The FS Class D.345 is a class of diesel-electric locomotive used in Italy, introduced in the 1970s and still in service.

== History ==
After the positive experience with class D.343, in 1970, Italian state railways, Ferrovie dello Stato, ordered further 70 diesel locomotives with some minor improvements. The FIAT engine was confirmed, while the Breda-engine was to be abandoned and a new, more reliable cooling system was fitted. The locomotives were manufactured by FIAT, Breda and SOFER, with electrical equipment provided by Magneti Marelli, TIBB and Italtrafo. The last unit was delivered in 1979.

== Description ==
The D.345's structure is very similar to that of D.343. The central compartment, housing the engine, the generator and the cooling system, is missing the baggage room, which had been never used in the previous class. The engine is a 4+4 V cylinder FIAT 218SSF with direct fuel injection, with a power output of 1,350 HP at 1500 rpm.

The electric generator is a DC one produced by Tecnomasio Italiano Brown Boveri (TIBB), with a power of 750 kW . The electric motors, one for each bogie, were produced by Ansaldo.

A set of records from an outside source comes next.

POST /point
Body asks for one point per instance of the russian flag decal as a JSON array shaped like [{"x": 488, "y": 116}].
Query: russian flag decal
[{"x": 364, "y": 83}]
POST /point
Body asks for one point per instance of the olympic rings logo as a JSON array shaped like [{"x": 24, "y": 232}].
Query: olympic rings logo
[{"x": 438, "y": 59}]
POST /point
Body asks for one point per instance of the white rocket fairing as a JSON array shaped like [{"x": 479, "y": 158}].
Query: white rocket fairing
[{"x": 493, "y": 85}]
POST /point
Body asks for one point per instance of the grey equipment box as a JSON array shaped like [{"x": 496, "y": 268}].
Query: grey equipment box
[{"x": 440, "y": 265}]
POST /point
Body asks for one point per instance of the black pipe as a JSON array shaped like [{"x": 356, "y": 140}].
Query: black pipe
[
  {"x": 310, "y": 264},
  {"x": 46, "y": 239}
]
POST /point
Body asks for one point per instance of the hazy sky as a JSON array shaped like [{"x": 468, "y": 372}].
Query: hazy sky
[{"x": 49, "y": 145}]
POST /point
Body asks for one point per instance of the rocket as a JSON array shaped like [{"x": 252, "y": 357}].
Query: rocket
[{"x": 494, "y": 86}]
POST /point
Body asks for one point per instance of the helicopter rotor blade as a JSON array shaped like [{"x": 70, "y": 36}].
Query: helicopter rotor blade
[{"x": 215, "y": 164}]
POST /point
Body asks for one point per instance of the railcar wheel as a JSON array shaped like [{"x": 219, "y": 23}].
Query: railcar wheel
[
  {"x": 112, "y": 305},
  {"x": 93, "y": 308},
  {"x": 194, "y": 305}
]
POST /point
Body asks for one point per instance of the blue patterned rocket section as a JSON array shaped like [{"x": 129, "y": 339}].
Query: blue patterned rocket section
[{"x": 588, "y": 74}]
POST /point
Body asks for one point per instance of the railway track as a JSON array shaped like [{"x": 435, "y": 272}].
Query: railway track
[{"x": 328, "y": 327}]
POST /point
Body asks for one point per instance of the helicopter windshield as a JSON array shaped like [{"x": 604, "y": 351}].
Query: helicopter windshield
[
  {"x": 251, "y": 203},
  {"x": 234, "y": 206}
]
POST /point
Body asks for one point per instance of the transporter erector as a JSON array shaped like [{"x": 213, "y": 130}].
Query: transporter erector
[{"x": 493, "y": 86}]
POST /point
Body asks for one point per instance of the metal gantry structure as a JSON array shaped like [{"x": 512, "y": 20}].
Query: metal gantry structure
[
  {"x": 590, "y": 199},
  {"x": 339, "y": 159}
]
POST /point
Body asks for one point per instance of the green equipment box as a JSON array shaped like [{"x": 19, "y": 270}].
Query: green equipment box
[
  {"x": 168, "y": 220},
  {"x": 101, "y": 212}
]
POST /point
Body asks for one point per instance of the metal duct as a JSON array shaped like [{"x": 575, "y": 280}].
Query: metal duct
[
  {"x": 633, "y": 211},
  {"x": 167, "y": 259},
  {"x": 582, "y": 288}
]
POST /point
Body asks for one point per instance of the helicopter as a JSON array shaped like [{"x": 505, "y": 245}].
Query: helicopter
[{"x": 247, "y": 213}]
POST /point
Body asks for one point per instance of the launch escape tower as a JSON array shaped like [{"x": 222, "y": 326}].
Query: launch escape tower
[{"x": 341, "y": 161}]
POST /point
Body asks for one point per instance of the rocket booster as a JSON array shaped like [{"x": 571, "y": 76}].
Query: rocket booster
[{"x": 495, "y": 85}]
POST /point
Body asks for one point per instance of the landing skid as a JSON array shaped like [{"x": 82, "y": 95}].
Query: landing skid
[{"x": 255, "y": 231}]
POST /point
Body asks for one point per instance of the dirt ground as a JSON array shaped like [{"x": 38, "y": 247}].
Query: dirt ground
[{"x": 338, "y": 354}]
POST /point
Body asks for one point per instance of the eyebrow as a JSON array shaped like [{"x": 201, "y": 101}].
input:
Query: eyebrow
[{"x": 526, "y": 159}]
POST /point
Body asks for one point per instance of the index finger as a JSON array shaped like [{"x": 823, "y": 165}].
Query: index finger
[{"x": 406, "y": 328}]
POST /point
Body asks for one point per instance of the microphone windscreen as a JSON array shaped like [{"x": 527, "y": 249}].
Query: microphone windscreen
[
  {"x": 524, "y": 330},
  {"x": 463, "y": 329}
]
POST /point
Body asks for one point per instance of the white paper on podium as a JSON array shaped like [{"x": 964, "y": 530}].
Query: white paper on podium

The command circuit includes electro-pneumatic switches and relays, located in a large cabin in the front cab. D345 also introduced a static regulation with field-weakening (shunting) of the traction motors, which is divided in five levels that are automatically inserted (one at a time on each motor) when the throttle controller (which looks like a steering wheel and has 13 positions) is in any notch between 10 and 13.